Quels éléments ont conduit à la conclusion que la société Poissonnier & Associés n’était pas titulaire des droits d’auteur ?

La société Poissonnier & Associés n’a pas réussi à prouver qu’elle était à l’origine de l’édition, de la publication et de la divulgation du projet architectural sous sa direction et son nom.

Le projet a été présenté sous la direction de la société Pitch Promotion, qui était le promoteur et maître d’ouvrage. De plus, les éléments produits par la société Poissonnier, tels que des versions non datées du projet, n’ont pas été établis comme ayant été diffusés, ce qui a conduit à la conclusion que la société ne pouvait pas revendiquer les droits d’auteur sur l’œuvre collective.

Quelles conséquences a eu la décision de la cour sur les frais de justice ?

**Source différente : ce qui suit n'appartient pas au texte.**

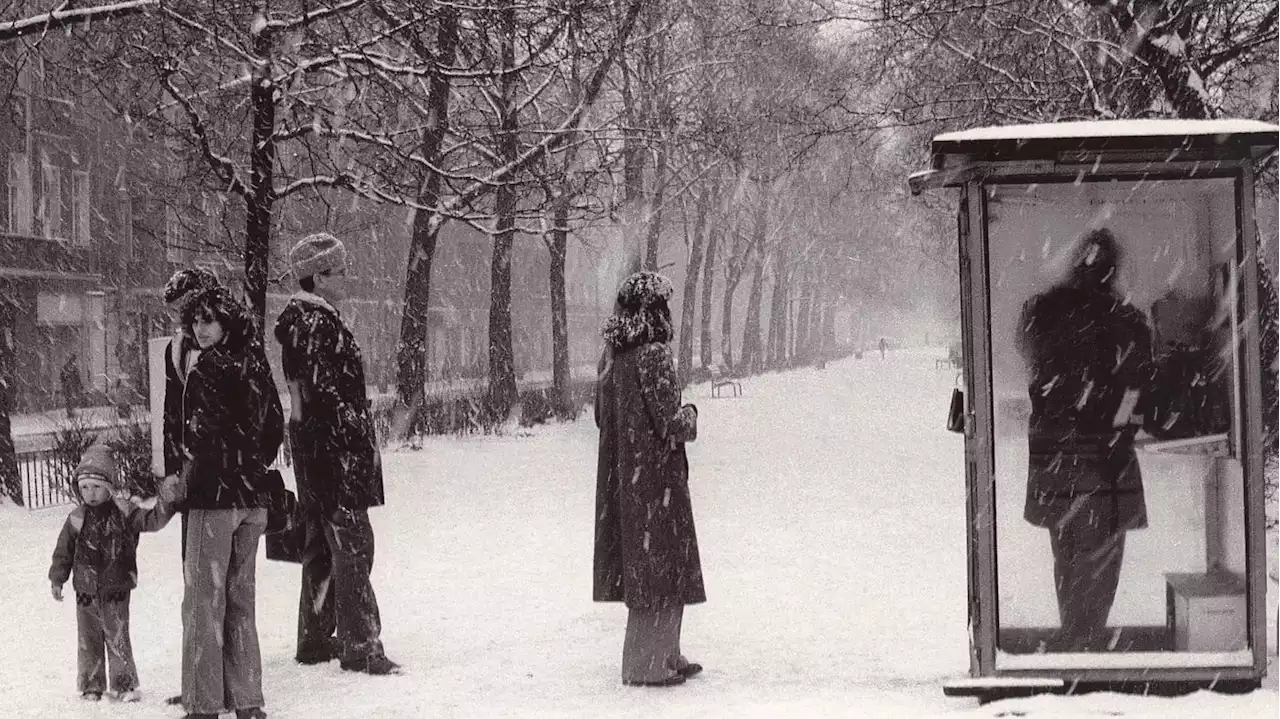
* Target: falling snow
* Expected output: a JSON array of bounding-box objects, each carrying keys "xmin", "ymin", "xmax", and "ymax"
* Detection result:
[{"xmin": 0, "ymin": 348, "xmax": 1280, "ymax": 719}]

La cour a confirmé l’ordonnance du juge de la mise en état, ce qui signifie que la société Poissonnier & Associés, en tant que partie succombante, a conservé la charge des dépens de la procédure d’appel.

Cela implique qu’elle devra payer les frais de justice engagés durant le processus. En revanche, la cour a décidé qu’il n’y avait pas lieu d’appliquer l’article 700 du code de procédure civile, qui permettrait d’accorder une indemnité pour couvrir les frais de justice, en raison des débats au fond à venir et de l’indemnité déjà allouée en première instance.